Type 1 diabetes is an autoimmune disease caused by the specific destruction of pancreatic cells responsible for insulin production. There is a strong genetic predisposition to this immune dysregulation, but more and more observations indicate that other factors associated with lifestyle (diet, excessive hygiene, overuse of antibiotics) could also contribute to the development of this disease. The increase in the incidence of Type 1 diabetes observed in recent decades could therefore be a consequence of certain changes in lifestyle that have occurred during this period, which suggests that it is possible to prevent this disease. by certain lifestyle changes.
Gut imbalance promotes type 1 diabetes
It is now well established that the intestinal microbiota, that is to say the vast bacterial community that lives in the intestine, and more particularly in the colon, plays a leading role in the proper functioning of the immune system.
Studies show that changes in the composition of the microbiota are associated with immune disorders such as inflammatory bowel disease, multiple sclerosis, allergies and asthma, suggesting that this microbiota may also play a role in autoimmunity responsible for type 1 diabetes. This influence seems to be due to the ability of these bacteria to metabolize dietary fiber to generate short-chain fatty acids, such as acetate and butyrate, which are formed in very large quantities in the colon. These fatty acids increase the activity of regulatory T lymphocytes essential for maintaining immune tolerance, stabilize the intestinal barrier to limit the infiltration of bacteria into the blood and also possess anti-inflammatory activity.
This therefore suggests that an increase in the fermentation activity of the microbiota could stabilize immune function and prevent the development of an autoimmune response leading to the destruction of pancreatic cells involved in insulin production.
Fiber and fatty acids protect against type 1 diabetes
This hypothesis is reinforced by the results of a study recently published in the prestigious Nature Immunology. To examine the impact of an increase in short-chain fatty acids on the risk of diabetes, a team of Australian scientists came up with the idea of feeding animal models with sources of starches biochemically modified with acetate. or butyrate.

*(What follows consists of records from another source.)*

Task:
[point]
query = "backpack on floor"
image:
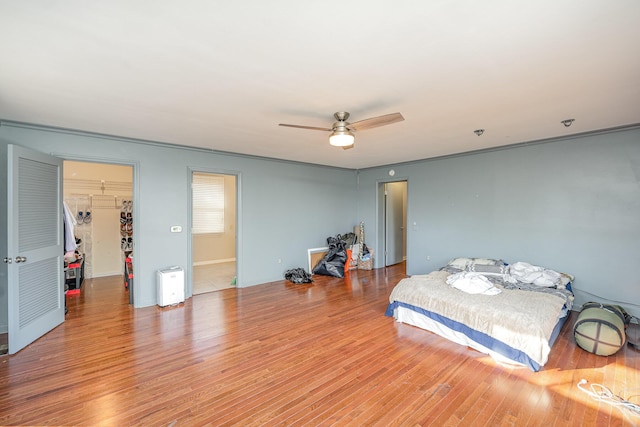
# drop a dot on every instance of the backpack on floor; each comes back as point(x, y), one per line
point(600, 328)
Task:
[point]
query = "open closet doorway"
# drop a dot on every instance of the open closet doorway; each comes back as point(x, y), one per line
point(213, 231)
point(393, 222)
point(99, 198)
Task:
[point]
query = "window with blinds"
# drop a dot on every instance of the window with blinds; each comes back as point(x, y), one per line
point(208, 203)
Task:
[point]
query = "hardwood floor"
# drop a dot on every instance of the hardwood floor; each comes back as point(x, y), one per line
point(286, 354)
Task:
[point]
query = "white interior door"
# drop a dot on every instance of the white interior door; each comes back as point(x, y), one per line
point(35, 242)
point(394, 222)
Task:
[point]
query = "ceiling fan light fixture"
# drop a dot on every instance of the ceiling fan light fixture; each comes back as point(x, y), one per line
point(341, 138)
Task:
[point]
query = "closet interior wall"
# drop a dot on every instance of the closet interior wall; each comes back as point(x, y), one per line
point(97, 206)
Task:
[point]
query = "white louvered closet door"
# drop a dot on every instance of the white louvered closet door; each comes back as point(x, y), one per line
point(35, 242)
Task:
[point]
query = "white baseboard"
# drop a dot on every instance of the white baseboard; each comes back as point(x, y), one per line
point(215, 261)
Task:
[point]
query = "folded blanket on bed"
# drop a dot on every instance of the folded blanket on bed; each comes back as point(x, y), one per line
point(522, 320)
point(527, 273)
point(472, 283)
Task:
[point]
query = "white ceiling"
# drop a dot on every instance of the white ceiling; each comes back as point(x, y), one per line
point(223, 74)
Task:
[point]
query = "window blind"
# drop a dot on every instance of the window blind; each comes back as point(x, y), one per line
point(208, 203)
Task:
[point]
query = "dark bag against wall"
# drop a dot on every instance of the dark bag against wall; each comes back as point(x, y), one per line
point(332, 264)
point(298, 275)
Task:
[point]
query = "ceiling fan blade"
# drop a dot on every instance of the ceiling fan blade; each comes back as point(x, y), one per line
point(374, 122)
point(305, 127)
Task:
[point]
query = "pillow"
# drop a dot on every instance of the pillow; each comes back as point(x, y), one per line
point(488, 269)
point(465, 263)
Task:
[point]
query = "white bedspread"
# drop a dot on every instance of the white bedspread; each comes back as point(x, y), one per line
point(520, 319)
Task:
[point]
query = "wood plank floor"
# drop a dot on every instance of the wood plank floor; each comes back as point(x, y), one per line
point(286, 354)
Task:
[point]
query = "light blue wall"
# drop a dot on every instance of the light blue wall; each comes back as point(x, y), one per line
point(4, 297)
point(572, 205)
point(285, 208)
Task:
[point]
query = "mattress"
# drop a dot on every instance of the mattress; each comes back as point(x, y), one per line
point(514, 326)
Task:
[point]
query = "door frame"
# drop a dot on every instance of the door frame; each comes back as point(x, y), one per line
point(380, 261)
point(135, 191)
point(238, 219)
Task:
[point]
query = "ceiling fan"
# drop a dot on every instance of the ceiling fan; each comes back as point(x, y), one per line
point(342, 130)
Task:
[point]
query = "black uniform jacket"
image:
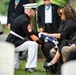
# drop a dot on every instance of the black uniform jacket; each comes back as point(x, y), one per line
point(13, 13)
point(55, 18)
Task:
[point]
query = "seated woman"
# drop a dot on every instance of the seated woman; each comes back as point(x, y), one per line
point(65, 53)
point(66, 29)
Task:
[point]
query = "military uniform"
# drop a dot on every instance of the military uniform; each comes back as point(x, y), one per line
point(21, 28)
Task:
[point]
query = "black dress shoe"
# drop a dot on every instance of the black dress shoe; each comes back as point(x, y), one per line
point(31, 70)
point(50, 69)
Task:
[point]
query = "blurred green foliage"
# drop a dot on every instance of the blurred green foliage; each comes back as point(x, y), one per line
point(3, 7)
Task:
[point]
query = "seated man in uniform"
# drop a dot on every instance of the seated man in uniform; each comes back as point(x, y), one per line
point(21, 29)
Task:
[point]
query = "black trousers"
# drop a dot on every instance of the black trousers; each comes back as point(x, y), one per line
point(72, 56)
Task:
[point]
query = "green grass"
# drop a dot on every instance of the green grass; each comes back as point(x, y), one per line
point(40, 69)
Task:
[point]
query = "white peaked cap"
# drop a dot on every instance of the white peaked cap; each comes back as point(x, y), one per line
point(30, 5)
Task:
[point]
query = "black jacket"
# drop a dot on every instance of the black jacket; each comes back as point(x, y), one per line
point(13, 13)
point(55, 18)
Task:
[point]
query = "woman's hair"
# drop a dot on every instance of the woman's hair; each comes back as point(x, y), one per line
point(68, 11)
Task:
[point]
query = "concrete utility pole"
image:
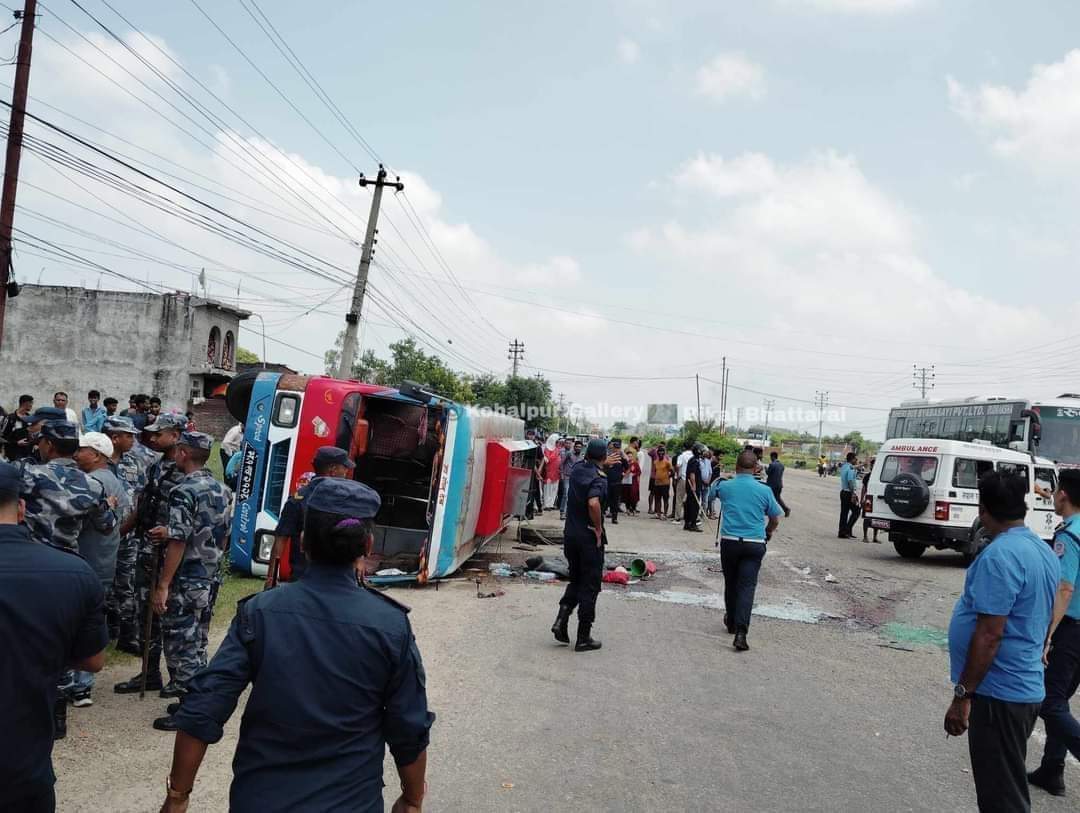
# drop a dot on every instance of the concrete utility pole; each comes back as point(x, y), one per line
point(922, 378)
point(14, 148)
point(821, 401)
point(516, 353)
point(352, 317)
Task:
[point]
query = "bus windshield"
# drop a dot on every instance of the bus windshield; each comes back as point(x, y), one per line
point(1061, 434)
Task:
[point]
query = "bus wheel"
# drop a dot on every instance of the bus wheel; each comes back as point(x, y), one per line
point(909, 550)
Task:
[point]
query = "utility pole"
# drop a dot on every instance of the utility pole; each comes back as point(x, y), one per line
point(18, 96)
point(821, 401)
point(922, 378)
point(352, 317)
point(516, 353)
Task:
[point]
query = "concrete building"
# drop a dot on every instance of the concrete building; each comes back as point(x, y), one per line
point(178, 347)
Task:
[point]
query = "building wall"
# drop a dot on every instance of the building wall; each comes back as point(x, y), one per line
point(77, 339)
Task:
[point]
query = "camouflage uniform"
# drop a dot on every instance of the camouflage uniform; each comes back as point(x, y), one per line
point(61, 500)
point(198, 516)
point(153, 511)
point(120, 600)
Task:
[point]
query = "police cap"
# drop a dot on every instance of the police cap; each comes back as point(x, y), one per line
point(59, 431)
point(11, 483)
point(166, 421)
point(596, 449)
point(346, 497)
point(119, 423)
point(48, 414)
point(197, 441)
point(333, 456)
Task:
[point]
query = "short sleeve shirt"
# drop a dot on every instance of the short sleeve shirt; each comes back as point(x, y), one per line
point(1067, 547)
point(1016, 577)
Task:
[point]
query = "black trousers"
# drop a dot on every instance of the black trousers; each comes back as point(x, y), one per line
point(849, 513)
point(585, 559)
point(775, 492)
point(741, 563)
point(1063, 679)
point(997, 741)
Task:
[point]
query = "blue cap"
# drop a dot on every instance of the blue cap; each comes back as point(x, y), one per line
point(332, 456)
point(119, 423)
point(346, 497)
point(166, 421)
point(48, 414)
point(197, 441)
point(11, 482)
point(59, 431)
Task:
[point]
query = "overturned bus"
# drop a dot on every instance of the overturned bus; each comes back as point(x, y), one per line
point(450, 476)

These starches resist digestion by the stomach, but are subsequently fermented in the colon by intestinal bacteria and release large amounts of these fatty acids. It is therefore an interesting model for reproducing the formation of acetate and butyrate that occurs during the fermentation of dietary fibers by the intestinal microbiota.
The researchers first observed that each of these starches (enriched with acetate or butyrate) provided marked protection against the development of type 1 diabetes. On the one hand, the diet enriched with acetate causes a marked decrease in white blood cells (T cells) which possess autoimmune activity, while elevated butyrate production improves the function of regulatory T cells. When these two types of starches are administered simultaneously, these combined actions ensure that the destruction of insulin-producing cells is completely blocked and therefore the development of diabetes is halted.

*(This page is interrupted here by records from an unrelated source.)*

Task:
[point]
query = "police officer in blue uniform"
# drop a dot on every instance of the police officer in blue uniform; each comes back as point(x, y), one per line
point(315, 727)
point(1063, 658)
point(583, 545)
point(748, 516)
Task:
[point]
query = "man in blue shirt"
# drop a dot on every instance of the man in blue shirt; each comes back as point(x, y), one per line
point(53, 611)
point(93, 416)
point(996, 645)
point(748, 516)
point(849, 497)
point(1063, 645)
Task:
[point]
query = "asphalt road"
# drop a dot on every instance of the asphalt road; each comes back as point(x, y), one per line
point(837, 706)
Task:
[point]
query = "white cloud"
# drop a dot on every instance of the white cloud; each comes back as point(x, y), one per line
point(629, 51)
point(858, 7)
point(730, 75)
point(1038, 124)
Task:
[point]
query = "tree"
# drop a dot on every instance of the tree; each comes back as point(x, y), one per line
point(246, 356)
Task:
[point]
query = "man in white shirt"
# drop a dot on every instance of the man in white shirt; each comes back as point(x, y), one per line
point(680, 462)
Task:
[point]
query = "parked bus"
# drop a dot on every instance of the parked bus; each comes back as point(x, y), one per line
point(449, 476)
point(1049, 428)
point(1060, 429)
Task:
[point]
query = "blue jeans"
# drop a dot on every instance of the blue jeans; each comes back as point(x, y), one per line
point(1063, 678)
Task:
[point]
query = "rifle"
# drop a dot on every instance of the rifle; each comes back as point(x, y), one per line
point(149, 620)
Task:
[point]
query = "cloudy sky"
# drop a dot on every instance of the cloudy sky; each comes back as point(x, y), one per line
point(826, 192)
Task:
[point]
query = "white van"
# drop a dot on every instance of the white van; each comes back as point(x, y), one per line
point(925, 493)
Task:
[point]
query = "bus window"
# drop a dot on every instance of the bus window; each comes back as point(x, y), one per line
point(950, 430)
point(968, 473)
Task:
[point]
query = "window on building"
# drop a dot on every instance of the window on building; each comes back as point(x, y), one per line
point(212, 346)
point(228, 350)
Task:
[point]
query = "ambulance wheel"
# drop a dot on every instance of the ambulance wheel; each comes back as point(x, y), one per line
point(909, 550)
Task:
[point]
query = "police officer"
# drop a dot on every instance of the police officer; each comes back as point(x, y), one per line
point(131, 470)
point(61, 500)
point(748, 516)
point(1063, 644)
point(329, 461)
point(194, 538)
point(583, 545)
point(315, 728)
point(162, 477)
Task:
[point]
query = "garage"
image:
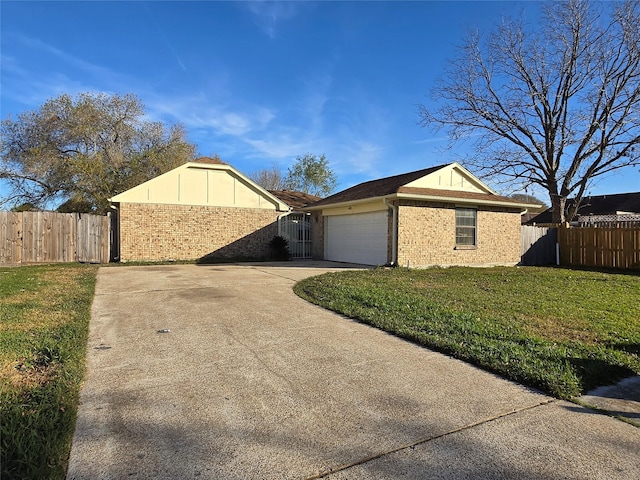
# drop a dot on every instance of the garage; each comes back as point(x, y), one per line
point(357, 238)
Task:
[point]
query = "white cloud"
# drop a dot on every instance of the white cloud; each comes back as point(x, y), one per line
point(269, 14)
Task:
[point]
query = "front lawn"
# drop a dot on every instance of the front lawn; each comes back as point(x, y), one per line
point(563, 331)
point(44, 322)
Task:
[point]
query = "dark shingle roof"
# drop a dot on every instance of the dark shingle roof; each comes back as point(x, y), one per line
point(434, 192)
point(295, 200)
point(598, 205)
point(376, 188)
point(396, 184)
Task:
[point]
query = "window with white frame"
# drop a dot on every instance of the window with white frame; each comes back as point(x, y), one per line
point(466, 223)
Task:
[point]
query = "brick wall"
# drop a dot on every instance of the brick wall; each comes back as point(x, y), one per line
point(151, 232)
point(426, 236)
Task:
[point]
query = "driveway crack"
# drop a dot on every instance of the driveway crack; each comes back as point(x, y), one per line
point(415, 443)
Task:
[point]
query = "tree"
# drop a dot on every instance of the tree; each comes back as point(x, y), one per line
point(84, 150)
point(311, 174)
point(269, 179)
point(555, 105)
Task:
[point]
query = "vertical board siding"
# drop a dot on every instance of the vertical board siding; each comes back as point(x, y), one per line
point(51, 237)
point(600, 247)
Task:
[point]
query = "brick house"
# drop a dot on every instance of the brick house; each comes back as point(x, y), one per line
point(204, 208)
point(442, 215)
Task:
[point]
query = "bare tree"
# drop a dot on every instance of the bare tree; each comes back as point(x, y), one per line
point(269, 179)
point(555, 104)
point(311, 174)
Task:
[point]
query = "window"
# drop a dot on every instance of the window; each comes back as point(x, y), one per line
point(466, 227)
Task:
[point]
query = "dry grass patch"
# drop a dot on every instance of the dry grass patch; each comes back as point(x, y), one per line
point(563, 331)
point(45, 313)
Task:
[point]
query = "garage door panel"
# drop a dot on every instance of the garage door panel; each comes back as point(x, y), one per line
point(359, 238)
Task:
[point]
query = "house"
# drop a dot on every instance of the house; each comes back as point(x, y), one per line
point(204, 208)
point(619, 207)
point(442, 215)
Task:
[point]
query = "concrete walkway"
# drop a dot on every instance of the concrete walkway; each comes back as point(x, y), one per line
point(251, 382)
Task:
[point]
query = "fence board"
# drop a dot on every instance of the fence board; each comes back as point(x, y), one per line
point(10, 238)
point(538, 245)
point(51, 237)
point(600, 247)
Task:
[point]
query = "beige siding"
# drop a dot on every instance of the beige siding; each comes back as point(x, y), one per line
point(152, 232)
point(202, 185)
point(451, 177)
point(426, 237)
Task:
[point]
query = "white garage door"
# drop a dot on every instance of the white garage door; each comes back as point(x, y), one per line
point(358, 238)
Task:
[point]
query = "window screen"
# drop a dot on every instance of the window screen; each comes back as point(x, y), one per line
point(465, 226)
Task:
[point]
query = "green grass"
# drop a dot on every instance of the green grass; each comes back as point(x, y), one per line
point(44, 320)
point(562, 331)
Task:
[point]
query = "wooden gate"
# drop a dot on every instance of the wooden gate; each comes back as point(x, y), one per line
point(296, 228)
point(538, 245)
point(51, 237)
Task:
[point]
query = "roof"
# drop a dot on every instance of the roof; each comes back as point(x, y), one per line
point(209, 160)
point(610, 204)
point(435, 183)
point(295, 200)
point(375, 188)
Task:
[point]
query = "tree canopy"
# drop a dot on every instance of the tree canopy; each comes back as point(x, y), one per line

These observations therefore suggest that the metabolites generated by the fermentation activity of intestinal bacteria, the short-chain fatty acids in particular, exert extremely positive effects on the proper functioning of the immune system. Since dietary fibers are the preferred “food” of these bacteria, a plant-rich diet including fruits, vegetables, legumes and whole grain cereals is the best way to optimize the metabolic function of this microbiota and thus reduce the risk of autoimmune diseases, including type 1 diabetes.
Mariño E et al. Gut microbial metabolites limit the frequency of autoimmune T cells and protect against type 1 diabetes. Nat. Immunol; 18: 552-562.